The Soul of Horror in Shiki
Hey all, and welcome back to Why It Works. Though there are plenty of summer shows to talk about, Crunchyroll just acquired one of my favorite, criminally underwatched classics, and so today I thought I’d dig into why that works. So today let’s talk about what I consider one of the few truly successful anime horror stories, and one of my favorite vampire stories in any medium. Today, let’s explore the winding roads and long shadows of Shiki.
Horror is an inherently difficult thing to pull off in animation. While it’s easy to feel sympathy for animated characters, or excitement for thrilling animated theatrics, it’s a great deal harder to feel legitimately scared by animation. The degree of emotional distance animation provides means you’ll rarely be scared by what’s hiding around the corner. Anime that do succeed as horror stories tend to emphasize a sense of creeping unease and rising dread, rather than straight-out jump scares. The Flowers of Evil succeeds in this way, as do standout sequences within the terrific Shinsekai Yori. And so it is with Shiki, a slow-burn that eventually builds into a genocidal horror story.

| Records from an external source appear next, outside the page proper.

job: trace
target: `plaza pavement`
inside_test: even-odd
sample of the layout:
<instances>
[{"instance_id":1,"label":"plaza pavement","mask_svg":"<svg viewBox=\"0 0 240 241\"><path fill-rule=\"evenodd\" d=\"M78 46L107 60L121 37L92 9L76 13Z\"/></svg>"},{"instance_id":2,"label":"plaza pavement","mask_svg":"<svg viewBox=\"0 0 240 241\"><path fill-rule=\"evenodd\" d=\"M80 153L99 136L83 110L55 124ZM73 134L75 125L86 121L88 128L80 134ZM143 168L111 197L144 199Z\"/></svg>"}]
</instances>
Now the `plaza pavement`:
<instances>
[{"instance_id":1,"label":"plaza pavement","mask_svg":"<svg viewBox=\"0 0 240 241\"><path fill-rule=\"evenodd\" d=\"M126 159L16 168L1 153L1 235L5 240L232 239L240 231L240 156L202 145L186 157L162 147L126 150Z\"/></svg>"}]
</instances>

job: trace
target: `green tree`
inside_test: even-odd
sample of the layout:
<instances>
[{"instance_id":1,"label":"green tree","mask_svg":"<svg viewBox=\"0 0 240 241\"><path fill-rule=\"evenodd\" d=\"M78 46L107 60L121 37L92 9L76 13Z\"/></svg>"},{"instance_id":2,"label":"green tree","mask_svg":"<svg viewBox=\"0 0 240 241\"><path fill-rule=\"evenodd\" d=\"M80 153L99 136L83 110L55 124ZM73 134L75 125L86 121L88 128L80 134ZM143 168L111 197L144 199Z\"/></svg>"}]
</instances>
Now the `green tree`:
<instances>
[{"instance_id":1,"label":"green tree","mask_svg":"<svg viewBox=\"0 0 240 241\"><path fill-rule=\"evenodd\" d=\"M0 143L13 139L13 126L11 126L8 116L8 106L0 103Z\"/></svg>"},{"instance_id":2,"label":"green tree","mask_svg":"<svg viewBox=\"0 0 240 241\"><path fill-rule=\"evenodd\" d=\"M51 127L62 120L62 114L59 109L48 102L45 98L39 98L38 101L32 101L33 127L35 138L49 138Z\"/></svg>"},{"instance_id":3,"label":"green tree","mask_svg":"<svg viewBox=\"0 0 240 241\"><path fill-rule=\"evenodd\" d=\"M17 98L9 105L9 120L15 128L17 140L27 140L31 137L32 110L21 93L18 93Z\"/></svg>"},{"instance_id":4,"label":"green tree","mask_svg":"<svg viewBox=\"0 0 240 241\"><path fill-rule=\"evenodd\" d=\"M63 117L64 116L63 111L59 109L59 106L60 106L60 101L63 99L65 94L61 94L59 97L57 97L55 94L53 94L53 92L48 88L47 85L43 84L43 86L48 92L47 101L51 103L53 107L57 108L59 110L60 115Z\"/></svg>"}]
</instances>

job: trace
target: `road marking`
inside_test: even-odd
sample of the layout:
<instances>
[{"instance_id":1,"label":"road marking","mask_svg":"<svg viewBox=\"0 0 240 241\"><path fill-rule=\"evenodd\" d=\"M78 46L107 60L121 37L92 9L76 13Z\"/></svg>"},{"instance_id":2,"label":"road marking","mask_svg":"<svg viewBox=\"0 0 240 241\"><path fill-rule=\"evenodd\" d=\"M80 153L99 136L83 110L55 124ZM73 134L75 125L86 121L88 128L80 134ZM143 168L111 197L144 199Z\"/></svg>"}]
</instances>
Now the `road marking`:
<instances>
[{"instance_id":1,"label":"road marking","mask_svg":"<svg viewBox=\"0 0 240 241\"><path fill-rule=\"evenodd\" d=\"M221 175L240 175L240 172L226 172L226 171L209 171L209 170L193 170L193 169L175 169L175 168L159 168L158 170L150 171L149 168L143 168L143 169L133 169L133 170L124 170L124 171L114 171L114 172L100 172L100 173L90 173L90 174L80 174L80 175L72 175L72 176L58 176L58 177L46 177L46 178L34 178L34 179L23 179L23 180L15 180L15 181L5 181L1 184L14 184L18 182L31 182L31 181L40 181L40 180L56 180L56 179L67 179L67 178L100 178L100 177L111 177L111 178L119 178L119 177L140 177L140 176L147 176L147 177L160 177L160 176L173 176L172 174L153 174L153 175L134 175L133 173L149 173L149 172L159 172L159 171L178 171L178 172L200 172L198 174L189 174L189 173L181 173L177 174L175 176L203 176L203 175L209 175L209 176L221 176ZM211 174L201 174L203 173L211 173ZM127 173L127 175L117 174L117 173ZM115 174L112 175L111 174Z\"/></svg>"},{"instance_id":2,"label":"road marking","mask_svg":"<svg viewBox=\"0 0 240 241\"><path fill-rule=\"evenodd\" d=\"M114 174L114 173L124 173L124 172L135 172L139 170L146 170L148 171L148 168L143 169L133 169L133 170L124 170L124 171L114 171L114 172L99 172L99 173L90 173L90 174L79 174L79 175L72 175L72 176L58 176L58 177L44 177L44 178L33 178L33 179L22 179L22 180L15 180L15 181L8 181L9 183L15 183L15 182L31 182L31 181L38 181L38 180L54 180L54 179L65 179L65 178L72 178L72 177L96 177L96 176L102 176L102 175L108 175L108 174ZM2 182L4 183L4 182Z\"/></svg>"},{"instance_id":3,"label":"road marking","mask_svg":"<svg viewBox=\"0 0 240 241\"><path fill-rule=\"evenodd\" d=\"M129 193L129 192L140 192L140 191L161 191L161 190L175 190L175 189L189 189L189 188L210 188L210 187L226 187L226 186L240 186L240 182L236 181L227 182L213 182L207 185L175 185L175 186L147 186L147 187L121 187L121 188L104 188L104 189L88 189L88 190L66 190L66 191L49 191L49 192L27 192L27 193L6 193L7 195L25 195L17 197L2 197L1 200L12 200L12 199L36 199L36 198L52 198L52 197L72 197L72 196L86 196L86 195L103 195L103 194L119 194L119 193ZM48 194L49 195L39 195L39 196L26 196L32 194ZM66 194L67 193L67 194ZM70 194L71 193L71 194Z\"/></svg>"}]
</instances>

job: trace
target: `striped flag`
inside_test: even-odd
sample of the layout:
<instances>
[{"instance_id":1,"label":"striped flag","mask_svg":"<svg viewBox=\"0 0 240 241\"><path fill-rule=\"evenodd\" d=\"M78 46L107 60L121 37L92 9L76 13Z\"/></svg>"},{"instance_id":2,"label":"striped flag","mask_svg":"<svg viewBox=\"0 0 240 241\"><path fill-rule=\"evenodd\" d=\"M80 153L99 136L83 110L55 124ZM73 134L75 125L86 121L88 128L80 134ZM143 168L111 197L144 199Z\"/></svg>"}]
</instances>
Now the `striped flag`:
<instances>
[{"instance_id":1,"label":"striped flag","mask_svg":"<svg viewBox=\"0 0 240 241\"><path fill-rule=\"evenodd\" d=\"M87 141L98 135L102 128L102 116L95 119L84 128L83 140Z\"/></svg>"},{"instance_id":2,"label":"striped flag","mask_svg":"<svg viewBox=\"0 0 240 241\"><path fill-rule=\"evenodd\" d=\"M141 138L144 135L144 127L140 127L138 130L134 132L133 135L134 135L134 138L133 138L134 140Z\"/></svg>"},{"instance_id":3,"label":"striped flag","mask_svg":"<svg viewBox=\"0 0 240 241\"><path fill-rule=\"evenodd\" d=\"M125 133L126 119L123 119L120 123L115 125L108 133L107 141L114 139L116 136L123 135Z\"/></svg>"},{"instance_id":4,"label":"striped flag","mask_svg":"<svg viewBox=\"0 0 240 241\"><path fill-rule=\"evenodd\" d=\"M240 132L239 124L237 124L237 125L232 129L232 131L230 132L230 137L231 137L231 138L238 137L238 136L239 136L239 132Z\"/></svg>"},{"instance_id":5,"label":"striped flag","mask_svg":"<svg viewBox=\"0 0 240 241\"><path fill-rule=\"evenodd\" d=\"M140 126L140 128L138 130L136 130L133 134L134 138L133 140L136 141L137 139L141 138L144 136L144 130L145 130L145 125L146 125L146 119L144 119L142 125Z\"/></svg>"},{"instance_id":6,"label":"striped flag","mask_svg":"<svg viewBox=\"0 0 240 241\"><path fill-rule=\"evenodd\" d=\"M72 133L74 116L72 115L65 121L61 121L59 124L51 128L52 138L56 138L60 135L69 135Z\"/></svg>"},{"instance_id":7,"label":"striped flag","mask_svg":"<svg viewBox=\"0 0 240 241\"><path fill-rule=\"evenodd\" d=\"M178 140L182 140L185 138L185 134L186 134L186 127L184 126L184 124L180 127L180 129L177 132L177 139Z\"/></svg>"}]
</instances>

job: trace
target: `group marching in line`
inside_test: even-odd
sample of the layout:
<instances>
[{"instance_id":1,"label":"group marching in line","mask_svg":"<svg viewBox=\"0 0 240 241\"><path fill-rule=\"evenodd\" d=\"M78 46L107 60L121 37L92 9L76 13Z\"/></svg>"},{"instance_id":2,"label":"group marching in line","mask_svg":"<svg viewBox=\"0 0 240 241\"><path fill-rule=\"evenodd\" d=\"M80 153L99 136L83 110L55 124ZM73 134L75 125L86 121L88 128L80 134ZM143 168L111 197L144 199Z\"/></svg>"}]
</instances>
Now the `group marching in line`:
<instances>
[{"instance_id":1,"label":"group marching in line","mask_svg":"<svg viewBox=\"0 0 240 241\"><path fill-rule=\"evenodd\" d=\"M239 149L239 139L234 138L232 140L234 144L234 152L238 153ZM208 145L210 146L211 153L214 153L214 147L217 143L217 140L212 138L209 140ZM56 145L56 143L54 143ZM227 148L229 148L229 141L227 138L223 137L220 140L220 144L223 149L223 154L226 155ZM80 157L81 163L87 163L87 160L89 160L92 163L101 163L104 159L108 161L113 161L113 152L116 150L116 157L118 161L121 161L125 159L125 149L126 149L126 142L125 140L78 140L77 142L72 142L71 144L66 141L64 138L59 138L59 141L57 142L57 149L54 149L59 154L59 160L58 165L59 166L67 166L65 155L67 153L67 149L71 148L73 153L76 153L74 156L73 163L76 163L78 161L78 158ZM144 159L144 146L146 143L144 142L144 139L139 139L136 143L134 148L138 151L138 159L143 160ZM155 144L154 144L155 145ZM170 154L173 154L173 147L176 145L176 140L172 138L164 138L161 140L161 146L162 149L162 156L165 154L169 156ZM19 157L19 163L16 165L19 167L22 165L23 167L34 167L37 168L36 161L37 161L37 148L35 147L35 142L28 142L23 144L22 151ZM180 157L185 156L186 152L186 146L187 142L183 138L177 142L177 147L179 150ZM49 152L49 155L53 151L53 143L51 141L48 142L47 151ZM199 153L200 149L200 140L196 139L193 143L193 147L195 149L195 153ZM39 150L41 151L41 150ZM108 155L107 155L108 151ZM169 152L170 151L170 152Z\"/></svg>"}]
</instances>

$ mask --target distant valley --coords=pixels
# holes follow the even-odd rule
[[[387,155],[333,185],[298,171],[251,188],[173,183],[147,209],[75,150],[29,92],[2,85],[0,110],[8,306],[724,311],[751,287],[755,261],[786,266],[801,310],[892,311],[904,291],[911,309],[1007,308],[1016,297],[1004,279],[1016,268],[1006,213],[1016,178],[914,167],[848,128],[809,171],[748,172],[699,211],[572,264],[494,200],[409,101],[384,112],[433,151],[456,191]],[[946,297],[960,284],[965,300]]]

Shiki takes place in the remote mountain village of Sotoba, a quiet and aging community known primarily for its production of traditional grave markers. In the midst of a summer heat wave, the elderly residents of Sotoba begin succumbing to some strange illness, followed by a rash of children suffering the same. There’s no clear pattern to these illnesses, and so the county doctor is forced into unlikely detective work, tracking the source of these deaths while strange rumors begin to spread. Perhaps it’s the new outsiders who brought this sickness to the people, or perhaps a village like this was always destined to fade away. With the young leaving for the city and the sweltering heat beating down, it can feel like this world is dying without any help at all.
Shiki is an ensemble narrative that starts off as an atmospheric potboiler, a creepy mystery whose horror elements very slowly overwhelm the narrative. The village of Sotoba itself is one of the principal characters – shadowed by looming forests and peopled by suspicious locals, the show’s slow burn makes the desperation of life in this nowhere town absolutely palpable. All the while, key players like the village doctor Toshio, local priest Seishin, and suspicious new boy in town Natsuno investigate the dark shadows of this place, whether it’s because they’re attempting to stop an epidemic or simply because they know there’s something waiting outside their window. Horror can take many forms in a town this remote.
Shiki’s most enduring strengths are its strong grasp of atmosphere, terrific manipulation of setting, and thoroughly well-observed and fully articulated cast. It moves slowly, but there’s always a sense of consequence, and deaths come frequently enough that it feels clear this village itself is under siege. Long sequences of walking Sotoba’s streets and wooded pathways, along with the village doctor’s methodical investigation of the overall community, make the town feel both real and vividly fragile. The nature of vampires marries itself naturally to a fear of both outsiders and your own neighbors, amplifying and reflecting on the inherent distrust of rural life. Ultimately, Shiki’s narrative expands to encompass our universal will to live, examining our nature on a societal sense while individual leads make heroes and villains of themselves.
While all that reflects Shiki’s bulletproof understanding of effective horror storytelling, Shiki also acknowledges something else – the fact that, in spite of all our efforts to dress it up, there is an element of camp inherent in horror that shouldn’t be denied. If you’ve seen anything about Shiki, you’ve likely seen the show’s absurdly over-the-top dress and hairdos, choices that shift from irksome to endearing to pretty much indispensable as you come to understand the show’s ultimate tone. The silliness of the visual design reflects not a lack of respect for the story’s own seriousness, but a full embracing of all that makes horror what it is. There’s something inherently exploitative in a slasher narrative, and Shiki’s larger-than-life character designs reflect a knowing embrace of that ugly soul.
Perhaps more than anything else, the show’s first opening song sums up its glam-rock horror sensibilities. A song that would fit comfortably in the middle tracks of a Misfits compilation accompanies melodramatic images of the cast fading to dust, desperately seeking and falling short as the night sets in. There is power and even beauty in a horror story told well, from the genre’s camp edge to its fundamentally existential heart, finding humanity’s soul in the chalk outline of our collective fears. Shiki is a terrific piece of horror storytelling, and I hope you give it a shot.